Document Type

Personal Letter

Keywords

Katherine Trickey; WWII

Rights Management

All rights retained by Bryant University

Abstract

[Transcription begins]

19 Sep 44

Dear Folks,

I am on C. Q. (1) tonight so have a chance to use the typewriter in the Orderly Room. I am so sleepy however that I cannot do a very good job of writing I’m afraid.

You must have had a really nice week-end, Mother and Dad, I thought of you often. I have wondered this week whether or not the hurricane hit the camp or if it did any damage there.

Wasn’t it nice to see Lora. I had noticed her name several times in the papers and wondered why she was home so much.

I had a quiet but nice week-end. I went in to Macon by myself Sat evening to do a little shopping and then went to the show. I saw “Ladies Courageous” or “Courageous Ladies” whichever it was; the story of the WAFs. Pretty good. Then Sunday I woke up fairly early and couldn’t seem to go back to sleep so I got up and did my washing and ironing before 9 o”clock; then Kerner and I went to Macon and rode out to the city park and walked around there for about an hour; then went to church at the Presbyterian Church and had dinner at the New Yorker; went to the movies “Tender Comrade” with Ginger Rogers in the afternoon. She was on C. Q. at 6 so we had to come home then.

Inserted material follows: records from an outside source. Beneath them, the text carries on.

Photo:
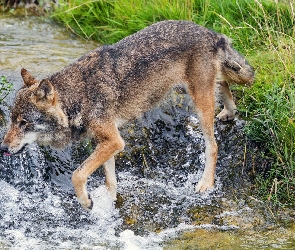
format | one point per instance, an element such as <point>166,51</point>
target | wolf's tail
<point>233,66</point>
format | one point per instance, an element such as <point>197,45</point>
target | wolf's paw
<point>226,115</point>
<point>204,185</point>
<point>88,204</point>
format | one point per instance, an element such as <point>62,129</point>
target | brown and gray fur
<point>113,84</point>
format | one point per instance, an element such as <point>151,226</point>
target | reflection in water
<point>157,172</point>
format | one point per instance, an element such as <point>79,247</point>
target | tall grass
<point>261,29</point>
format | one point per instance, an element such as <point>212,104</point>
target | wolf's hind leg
<point>203,95</point>
<point>111,181</point>
<point>229,109</point>
<point>110,143</point>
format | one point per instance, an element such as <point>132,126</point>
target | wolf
<point>94,96</point>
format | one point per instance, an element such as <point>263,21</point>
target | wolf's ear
<point>28,78</point>
<point>45,92</point>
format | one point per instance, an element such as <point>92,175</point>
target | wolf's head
<point>36,116</point>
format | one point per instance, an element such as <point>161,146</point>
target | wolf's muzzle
<point>4,150</point>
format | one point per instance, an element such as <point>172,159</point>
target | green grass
<point>263,30</point>
<point>5,88</point>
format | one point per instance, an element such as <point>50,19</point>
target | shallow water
<point>157,207</point>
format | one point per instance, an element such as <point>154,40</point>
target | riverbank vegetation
<point>263,30</point>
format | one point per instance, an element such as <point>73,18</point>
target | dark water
<point>157,172</point>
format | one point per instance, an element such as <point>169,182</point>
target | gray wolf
<point>95,95</point>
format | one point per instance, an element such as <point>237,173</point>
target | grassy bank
<point>263,30</point>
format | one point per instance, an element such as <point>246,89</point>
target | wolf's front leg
<point>111,180</point>
<point>230,109</point>
<point>110,144</point>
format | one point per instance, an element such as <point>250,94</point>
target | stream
<point>157,207</point>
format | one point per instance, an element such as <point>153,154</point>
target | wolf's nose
<point>4,150</point>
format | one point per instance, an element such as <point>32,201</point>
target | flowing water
<point>157,207</point>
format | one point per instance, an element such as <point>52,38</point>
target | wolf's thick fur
<point>116,83</point>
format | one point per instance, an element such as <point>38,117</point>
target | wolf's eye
<point>23,123</point>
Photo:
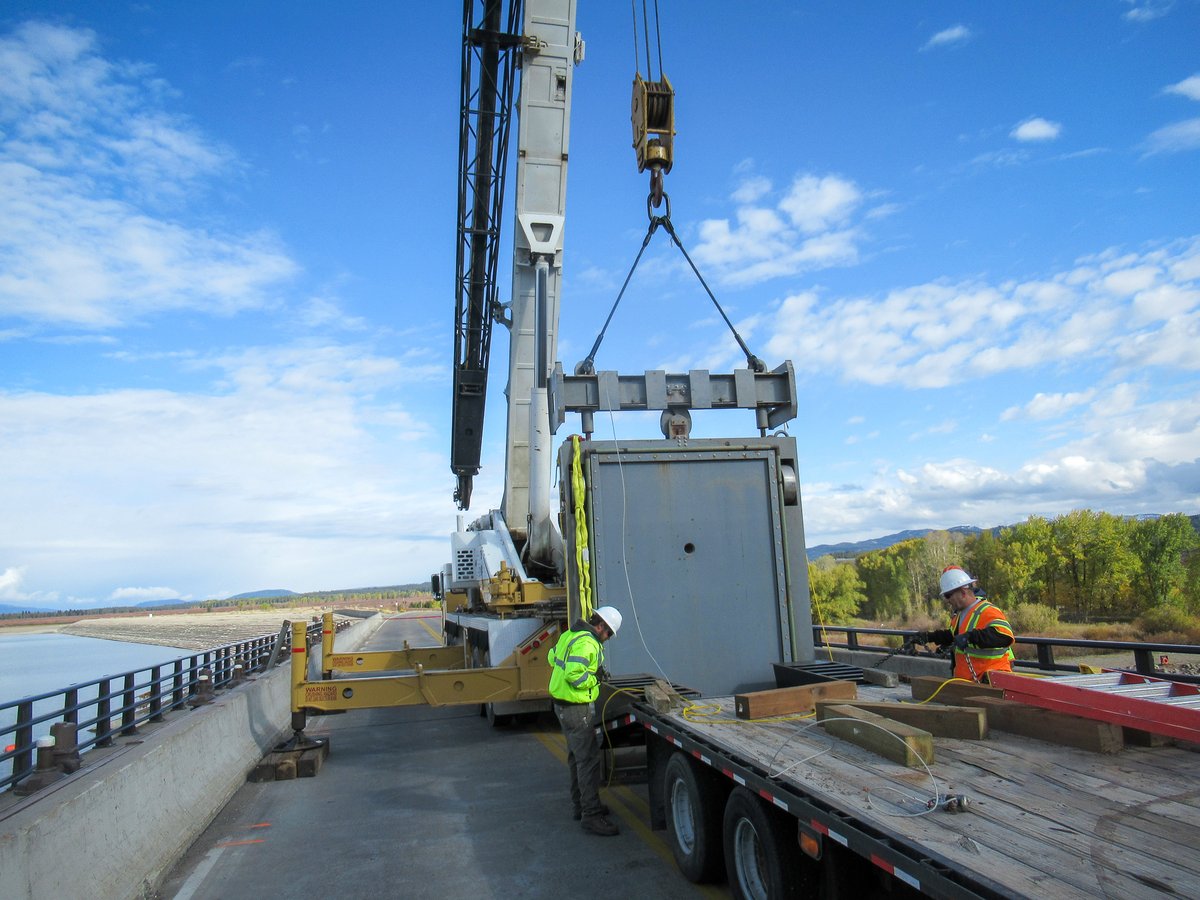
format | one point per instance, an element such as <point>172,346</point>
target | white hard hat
<point>953,577</point>
<point>611,617</point>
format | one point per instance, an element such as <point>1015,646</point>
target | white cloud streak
<point>1036,129</point>
<point>810,227</point>
<point>948,37</point>
<point>1085,312</point>
<point>1176,138</point>
<point>1188,88</point>
<point>89,162</point>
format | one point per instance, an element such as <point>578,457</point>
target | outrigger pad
<point>299,757</point>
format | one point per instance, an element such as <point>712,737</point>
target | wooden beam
<point>925,687</point>
<point>964,723</point>
<point>785,701</point>
<point>891,739</point>
<point>881,677</point>
<point>661,696</point>
<point>1050,726</point>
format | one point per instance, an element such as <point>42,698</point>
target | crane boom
<point>551,49</point>
<point>490,45</point>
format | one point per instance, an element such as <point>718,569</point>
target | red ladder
<point>1133,701</point>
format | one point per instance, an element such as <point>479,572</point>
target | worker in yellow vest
<point>981,635</point>
<point>576,671</point>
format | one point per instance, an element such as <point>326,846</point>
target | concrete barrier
<point>113,831</point>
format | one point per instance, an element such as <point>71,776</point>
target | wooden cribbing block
<point>310,760</point>
<point>966,723</point>
<point>881,677</point>
<point>893,741</point>
<point>783,701</point>
<point>1051,726</point>
<point>925,687</point>
<point>661,696</point>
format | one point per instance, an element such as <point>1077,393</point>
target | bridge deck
<point>426,803</point>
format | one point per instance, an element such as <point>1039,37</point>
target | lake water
<point>39,663</point>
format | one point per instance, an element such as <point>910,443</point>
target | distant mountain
<point>263,594</point>
<point>858,547</point>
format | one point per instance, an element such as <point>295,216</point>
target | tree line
<point>1085,565</point>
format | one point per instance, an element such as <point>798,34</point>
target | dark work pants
<point>583,757</point>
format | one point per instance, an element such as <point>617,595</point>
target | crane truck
<point>700,543</point>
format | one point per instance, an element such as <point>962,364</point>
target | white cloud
<point>299,467</point>
<point>1049,406</point>
<point>816,204</point>
<point>89,163</point>
<point>10,583</point>
<point>1188,88</point>
<point>1147,10</point>
<point>1036,129</point>
<point>947,37</point>
<point>1081,313</point>
<point>1175,138</point>
<point>809,228</point>
<point>751,190</point>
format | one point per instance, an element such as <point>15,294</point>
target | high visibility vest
<point>574,663</point>
<point>973,661</point>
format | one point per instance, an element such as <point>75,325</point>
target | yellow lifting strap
<point>582,565</point>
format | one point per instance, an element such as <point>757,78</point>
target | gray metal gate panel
<point>697,547</point>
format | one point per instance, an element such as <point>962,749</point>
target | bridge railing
<point>1147,654</point>
<point>115,706</point>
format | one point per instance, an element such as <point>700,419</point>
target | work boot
<point>579,811</point>
<point>599,825</point>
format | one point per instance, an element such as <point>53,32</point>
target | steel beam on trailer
<point>441,658</point>
<point>1122,699</point>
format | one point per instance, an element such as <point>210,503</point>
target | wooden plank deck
<point>1043,820</point>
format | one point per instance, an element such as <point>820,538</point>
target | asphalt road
<point>427,803</point>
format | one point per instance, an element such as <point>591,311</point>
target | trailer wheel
<point>761,861</point>
<point>694,822</point>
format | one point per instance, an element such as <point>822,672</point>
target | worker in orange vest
<point>979,634</point>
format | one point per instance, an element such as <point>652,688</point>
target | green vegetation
<point>1085,567</point>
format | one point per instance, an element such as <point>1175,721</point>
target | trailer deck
<point>1042,820</point>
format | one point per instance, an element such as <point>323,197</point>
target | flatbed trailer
<point>793,811</point>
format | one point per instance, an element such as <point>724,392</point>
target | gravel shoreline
<point>191,631</point>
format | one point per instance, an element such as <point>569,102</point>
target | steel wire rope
<point>624,562</point>
<point>658,37</point>
<point>588,365</point>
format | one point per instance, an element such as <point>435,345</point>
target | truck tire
<point>761,853</point>
<point>694,822</point>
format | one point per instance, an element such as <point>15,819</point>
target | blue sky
<point>227,270</point>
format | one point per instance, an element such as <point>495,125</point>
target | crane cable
<point>582,565</point>
<point>658,37</point>
<point>588,365</point>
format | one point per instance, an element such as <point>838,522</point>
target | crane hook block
<point>653,111</point>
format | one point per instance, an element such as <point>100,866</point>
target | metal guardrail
<point>1145,653</point>
<point>114,706</point>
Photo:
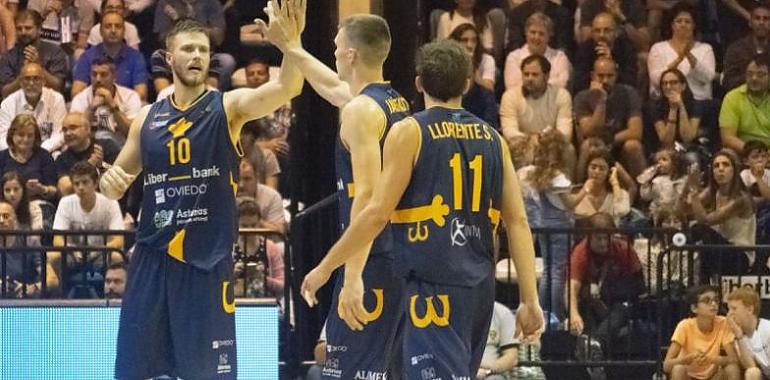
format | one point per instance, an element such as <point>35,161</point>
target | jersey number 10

I just hung around the barracks in the evening. We have several new girls and we have been getting acquainted with them. One of them is an older woman who was born and brought up in England and was working there during the last war. She has lived also in South Africa and in India. As you can imagine she has many interesting things to tell us.

20 Sep. noon

Will mail this now and write again, tonight or tomorrow Hastily

Kay

(1) C. Q. is Charge of Quarters She would have been sitting at a desk at the entrance of the barracks to monitor the comings and goings.